Skip to content

spector-gpu 🖥️

GPU acceleration for Spector using JNI-free Panama FFM interop with CUDA.

spector-gpu accelerates batch vector similarity calculations by offloading distance calculations to NVIDIA GPUs. Using Project Panama's Foreign Function & Memory (FFM) API, it loads CUDA dynamic libraries (nvcuda.dll or libcuda.so) and binds memory buffers directly to GPU contexts without writing any JNI C++ code.
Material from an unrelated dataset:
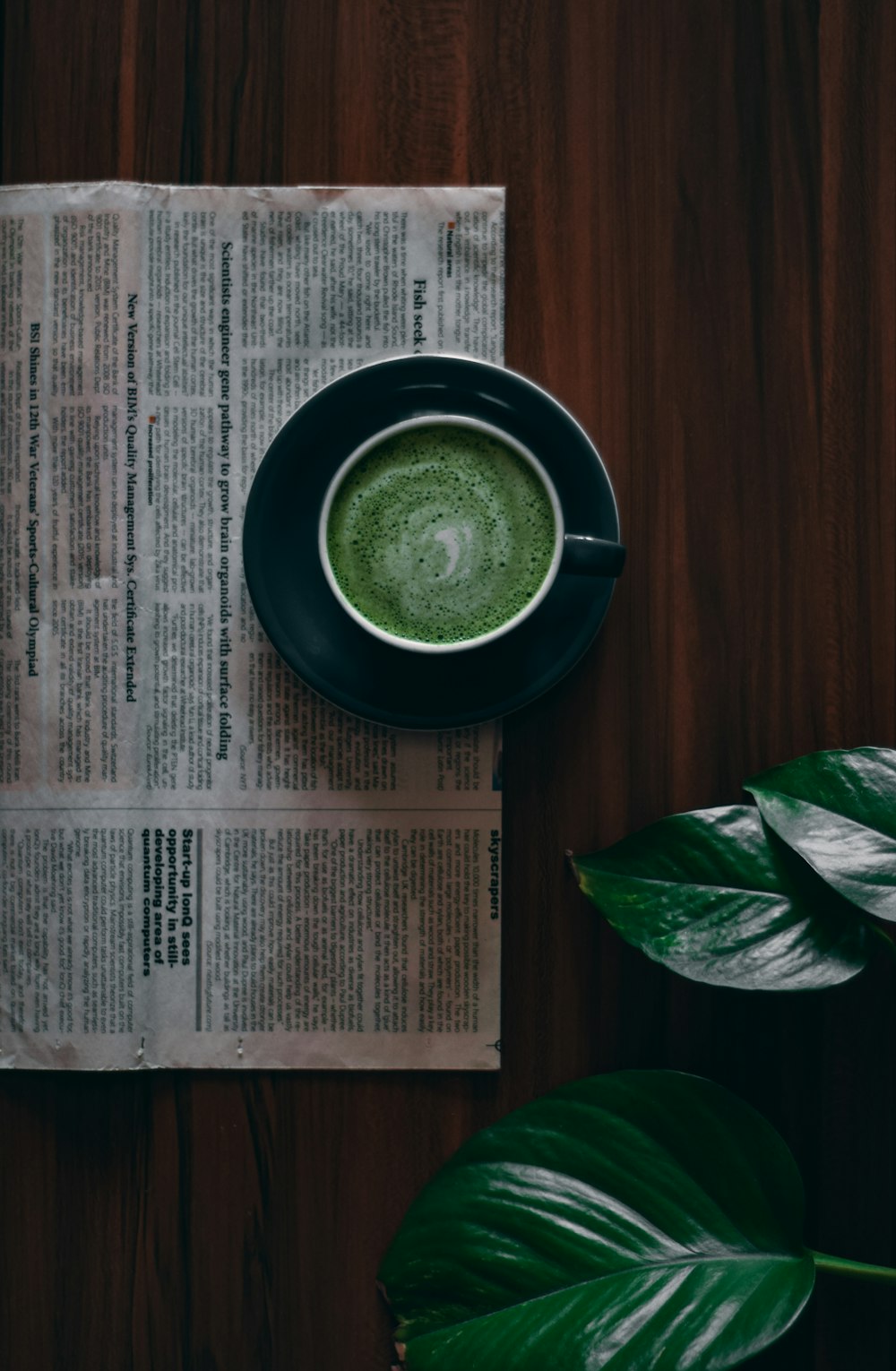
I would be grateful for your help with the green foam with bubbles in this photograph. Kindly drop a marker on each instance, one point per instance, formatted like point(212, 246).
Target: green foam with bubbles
point(440, 533)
🏗️ Core Architecture & Roles

  1. CUDA Kernel Loader (CudaKernelLoader): Loads compiled CUDA PTX/SASS kernels and runs JNI-free host/device FFM commands.
  2. GPU Vector Store (GpuVectorStore): Allocates page-locked host memory (pinned RAM) and copies vector blocks directly to device memory (VRAM).
  3. Batch Similarity (GpuSimilarityKernel): Executes parallel matrix-multiplication kernels on GPU cores, achieving up to 4× speedups over AVX-512 for batch queries of size \(N \geq 100{,}000\).

🚀 Key APIs

GPU Initialization & Context Allocation

if (GpuContext.isAvailable()) {
    System.out.println("CUDA Toolkit detected! Allocating GPU resources...");

    try (GpuContext ctx = GpuContext.create()) {
        // Allocate pinned host/device buffers
        GpuVectorStore store = new GpuVectorStore(ctx, dimensions, capacity);
        store.put(0, vector);
    }
}